For all readers, arithmetic codes are better in nearly all ways. They can be imp...

lifthrasiir · on July 4, 2024

If you do have an option to switch from Huffman, rANS is now the way to go, not a clasical arithmetic coding.

londons_explore · on July 4, 2024

Two slight benefits of Huffman codes over arithmetic:

* They usually self synchronize when some data is corrupted (but not guaranteed, does not apply where the Huffman table is dynamic)

* Neither Huffman nor arithmetic codes are easy to parallelize the decoding of, but Huffman is slightly easier.

kqr · on July 4, 2024

I was under the impression that arithmetic codes are guaranteed to be at least one bit less efficient than Huffman codes per input block.

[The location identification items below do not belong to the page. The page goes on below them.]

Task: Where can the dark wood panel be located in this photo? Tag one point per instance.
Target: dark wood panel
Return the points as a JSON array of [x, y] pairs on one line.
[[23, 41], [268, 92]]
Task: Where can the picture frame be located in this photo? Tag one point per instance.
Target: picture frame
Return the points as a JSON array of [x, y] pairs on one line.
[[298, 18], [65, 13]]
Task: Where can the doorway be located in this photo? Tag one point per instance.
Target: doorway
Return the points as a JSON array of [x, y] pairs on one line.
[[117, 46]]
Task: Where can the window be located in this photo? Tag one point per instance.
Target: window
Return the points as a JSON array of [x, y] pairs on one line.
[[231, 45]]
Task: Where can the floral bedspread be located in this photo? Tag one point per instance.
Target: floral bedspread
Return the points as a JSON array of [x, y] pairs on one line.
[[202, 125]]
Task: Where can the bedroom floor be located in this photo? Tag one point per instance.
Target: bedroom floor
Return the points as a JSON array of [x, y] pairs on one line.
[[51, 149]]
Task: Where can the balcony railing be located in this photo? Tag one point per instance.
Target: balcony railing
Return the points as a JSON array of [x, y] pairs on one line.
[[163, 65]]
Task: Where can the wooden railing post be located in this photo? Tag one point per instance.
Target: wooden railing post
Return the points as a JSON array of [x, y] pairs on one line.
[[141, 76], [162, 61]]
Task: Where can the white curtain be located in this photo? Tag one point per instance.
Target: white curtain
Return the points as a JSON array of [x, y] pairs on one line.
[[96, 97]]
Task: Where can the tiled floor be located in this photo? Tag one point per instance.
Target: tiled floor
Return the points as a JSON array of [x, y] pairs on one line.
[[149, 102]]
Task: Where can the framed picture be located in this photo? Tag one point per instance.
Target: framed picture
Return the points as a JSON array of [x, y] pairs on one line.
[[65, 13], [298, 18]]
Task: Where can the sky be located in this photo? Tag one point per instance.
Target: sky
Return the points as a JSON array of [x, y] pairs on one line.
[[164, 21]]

What makes you say they have better compression ratio?

Are you thinking of pre-defined Huffman tables that aren't adapted to the input? Because the latter ought to be as good as it gets.

(I agree with the other benefits. Since arithmetic coding tables are built in a streaming fashion rather than constructing the codebook up front, they are more memory-efficient while working.)

lifthrasiir · on July 4, 2024

Huffman codes are conceptually isomorphic to arithmetic codes where all probabilities are 2^-k with k integer, so they have an obvious disadvantage due to more inaccurate symbol distribution.

SassyBird · on July 4, 2024

Hopefully k is natural. ;)

lifthrasiir · on July 4, 2024

Implied because any symbol distribution which probabilities do not sum to 1 is invalid anyway ;-)

hcs · on July 4, 2024

Huffman codes are less efficient per symbol since each symbol is a bit string, arithmetic coding effectively smears symbols across bits more finely. Whether you use a dynamic or static probability model is a different issue applying to either coding method. (Emotionally though I prefer Huffman codes, they're just so neat)

lazamar · on July 4, 2024

There is one way in which Huffman codes are better: they are easier to explain and simpler to implement.

I went for simplicity of exposition in the post, but arithmetic coders can indeed get arbitrarily close to the entropy, which is not quite the case with Huffman.

nottorp · on July 4, 2024

> easier to explain

I think Huffman is the one compression algorithm that compresses stuff significantly that can fit on the proverbial napkin, so it's a good start.

The others require the whole napkin stack at the table.

userbinator · on July 4, 2024

LZ is even better. Neither arithmetic nor Huffman will compress when the probability of all symbols is the same, but LZ will find repetitions easily. LZ also decompresses extremely quickly --- faster than memcpy is often mentioned.

d_burfoot · on July 4, 2024

> LZ is even better. Neither arithmetic nor Huffman will compress when the probability of all symbols is the same

Comparing LZ to arithmetic encoding is a category error. LZ and Huffman are combined modeling+encoding methods, while arithmetic is just an encoding method, and it can be combined with any modeling technique. Arithmetic plus a suitable modeling technique will achieve compression as good as LZ, Huffman, or any other scheme. The PAQ8 compressors, and I believe its successors in the Hutter Prize ranking, use arithmetic plus a very advanced modeling scheme.

http://prize.hutter1.net/hfaq.htm#paq8

lazamar · on July 4, 2024

Indeed, but worth noting that LZ is a modelling scheme, whilst Huffman is a coding technique.

That is, LZ determines, dynamically as it goes, what are all the elements we want to encode and their probabilities. Then you need a coder, like Huffman, to actually encode it.

In the post I used a semi-static zero-order byte-based model. Which means I counted the byte occurrences first and just used that count for the probabilities throughout all of the encoding. Then I used Huffman codes to translate those probabilities into bits.

But I'm considering writing a follow-up changing this static model for an LZ77 one as I think that would be fun.